Once the kernel 204 register values are returned to their pre-resource management layer 206 values and, if necessary, data is stored in memory for handling a kernel 204 state when the psr.ic value is zero, the instruction from the kernel 204 causing the interrupt is sent to the kernel 204. The instruction then executes normally, as if the resource management layer 206 were not present, except that the instruction is single stepped. Once the kernel 204 instruction executes, a single step interrupt occurs, returning execution to the resource management layer 206.

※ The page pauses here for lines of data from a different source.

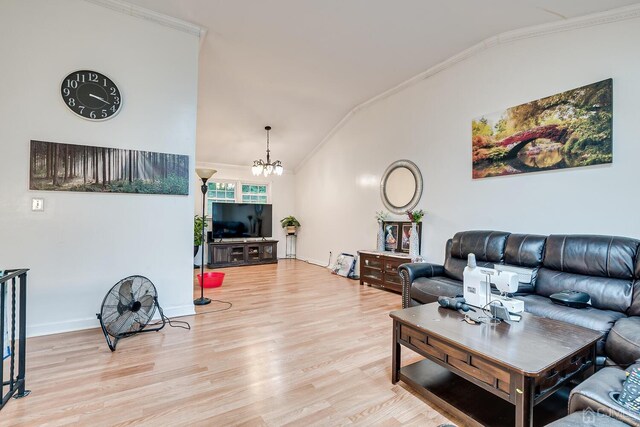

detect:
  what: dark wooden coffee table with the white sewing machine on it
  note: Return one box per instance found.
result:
[390,303,602,427]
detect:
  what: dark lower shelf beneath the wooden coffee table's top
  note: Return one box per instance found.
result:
[399,359,571,427]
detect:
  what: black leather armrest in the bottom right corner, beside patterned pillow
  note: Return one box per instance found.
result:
[569,367,640,426]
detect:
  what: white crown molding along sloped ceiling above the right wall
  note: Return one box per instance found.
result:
[295,4,640,173]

If the kernel 204 psr.ic value is one, then the instruction pointer and other data placed in the register by the kernel 204 directs execution to the next kernel instruction. However, the resource management layer 206 first resets both the kernel psr.vm and psr.ic values to one. However, if the psr.ic value is zero, the resource management layer 206 goes to the precomputed instruction pointer and other data stored in memory to determine where to return execution in the kernel 204. Once the resource management layer 206 determines where to return execution, both the kernel psr.vm and psr.ic values are reset to one. Execution is then returned to the kernel 204.
To restore a system to its original state, the interrupt vector table, the interrupt vector address, or both are returned to their original values. Further, the original resource privilege levels are restored.
In some embodiments, the interrupt handling instructions include instructions to cause an attempted resource access to occur as requested by a requestor such as an operating system kernel, an application, or other requestor. In some embodiments, the one or more resources of the method 300 include data items, hardware elements such as peripheral devices or a processor in a single or multi-processor system, portions of the hardware elements, or virtually any other resource available in a system performing the method. In some embodiments, the interrupt handling instructions include instructions to emulate access to the one or more resources.
It is emphasized that the Abstract is provided to comply with 37 C.F.R. §1.72(b) to allow the reader to quickly ascertain the nature and gist of the technical disclosure. It is submitted with the understanding that it will not be used to interpret or limit the scope or meaning of the claims.
In the foregoing Detailed Description, various features are grouped together in a single embodiment to streamline the disclosure. This method of disclosure is not to be interpreted as reflecting an intention that the claimed embodiments include more features than are expressly recited in each claim. Rather, as the following claims reflect, inventive subject matter lies in less than all features of a single disclosed embodiment. Thus, the following claims are hereby incorporated into the Detailed Description, with each claim standing on its own as a separate embodiment.
It will be readily understood to those skilled in the art that various other changes in the details, material, and arrangements of the parts and method stages which have been described and illustrated in order to explain the nature of this inventive subject matter may be made without departing from the principles and scope of the inventive subject matter as expressed in the subjoined claims.